Para abordar a questão da violência contra as mulheres, a professora Rúbia Estefânia Silva trabalhou em salas de aula a cartilha “Vamos Conversar?”, doada pela A Casa da Mulher Brasileira e a ONU Mulheres. “Também trabalhei um roteiro de pesquisa sobre a Lei Maria da Penha e realizei uma enquete sobre violência doméstica, que vai virar um gráfico pra saber a realidade da escola. Com a Revista Mátria, da CNTE, os alunos fizeram análises de alguns textos e, de forma anônima, relataram suas experiências com a violência familiar”.

Já a professora Líbia Oliveira Nascimento fez a dinâmica “Mais amor sem favor” para trabalhar a questão das ofensas e agressões.
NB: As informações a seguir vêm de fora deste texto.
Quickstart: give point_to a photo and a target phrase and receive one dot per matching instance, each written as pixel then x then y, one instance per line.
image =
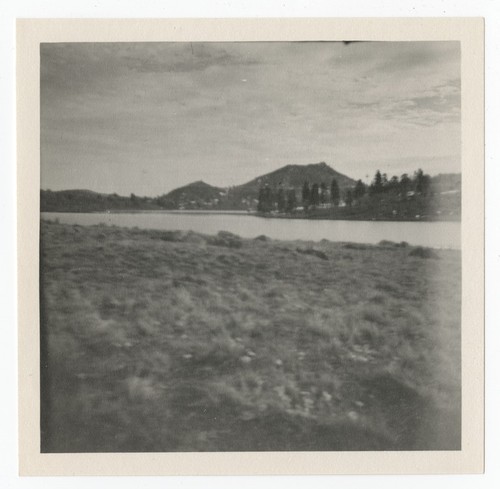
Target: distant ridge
pixel 296 175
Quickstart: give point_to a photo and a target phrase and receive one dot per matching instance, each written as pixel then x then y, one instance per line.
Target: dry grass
pixel 172 341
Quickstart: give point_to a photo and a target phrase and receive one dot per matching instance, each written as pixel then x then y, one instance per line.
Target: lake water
pixel 432 234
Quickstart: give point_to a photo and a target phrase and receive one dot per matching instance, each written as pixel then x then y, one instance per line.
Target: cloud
pixel 147 117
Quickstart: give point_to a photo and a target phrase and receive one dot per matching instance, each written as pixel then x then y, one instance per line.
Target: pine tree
pixel 334 192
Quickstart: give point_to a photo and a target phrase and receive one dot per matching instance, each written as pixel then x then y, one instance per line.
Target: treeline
pixel 87 201
pixel 404 197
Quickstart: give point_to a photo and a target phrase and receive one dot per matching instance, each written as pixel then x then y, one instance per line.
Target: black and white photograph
pixel 250 246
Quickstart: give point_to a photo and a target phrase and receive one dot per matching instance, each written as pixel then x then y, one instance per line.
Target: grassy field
pixel 175 341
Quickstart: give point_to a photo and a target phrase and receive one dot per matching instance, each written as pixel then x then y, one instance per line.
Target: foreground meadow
pixel 175 341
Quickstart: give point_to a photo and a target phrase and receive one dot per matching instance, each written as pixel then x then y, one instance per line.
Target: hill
pixel 296 175
pixel 194 195
pixel 89 201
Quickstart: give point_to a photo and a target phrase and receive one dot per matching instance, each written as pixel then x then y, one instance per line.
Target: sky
pixel 146 118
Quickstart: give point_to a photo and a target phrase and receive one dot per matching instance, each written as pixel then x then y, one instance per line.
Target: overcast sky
pixel 149 117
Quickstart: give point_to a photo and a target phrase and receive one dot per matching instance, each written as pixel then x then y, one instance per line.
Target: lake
pixel 432 234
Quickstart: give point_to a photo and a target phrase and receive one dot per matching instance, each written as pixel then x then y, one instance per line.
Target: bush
pixel 313 252
pixel 224 238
Ela pediu para que os alunos imaginassem uma mulher e pensassem no que eles diriam ou fariam para que esta mulher se sentisse ofendida.

“Coloquei os meninos para pensar: como seria o mundo se realmente tudo que a gente pensa a gente fizesse? E se eles fossem essa pessoa que querem ofender? Ter vontade não é crime, mas todo ato de violência começou com um pensamento. Saber conviver não é um favor, é uma necessidade. Quando você faz algo mal, está criando uma sociedade ruim que pode se virar contra você um dia. Depois de explicar tudo isso a eles, pedi para que pensassem coisas positivas para essa mulher que eles quiseram ofender e redigissem suas desculpas”.
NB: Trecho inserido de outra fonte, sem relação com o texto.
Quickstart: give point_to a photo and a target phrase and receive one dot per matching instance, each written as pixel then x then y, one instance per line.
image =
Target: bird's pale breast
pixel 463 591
Implantar essas atividades mudou o dia a dia da escola e o comportamento dos alunos. “As crianças desta comunidade são mais pobres e muitas delas acreditam que não tem condições de alcançarem um futuro melhor. Com esses trabalhos, podemos abrir as mentes desses alunos e mostrar quantas oportunidades eles podem ter. Hoje é possível perceber uma total mudança de comportamento e respeito entre eles e com os professores. Estão se mostrando muito mais interessados em debater e aprender”, conclui a diretora.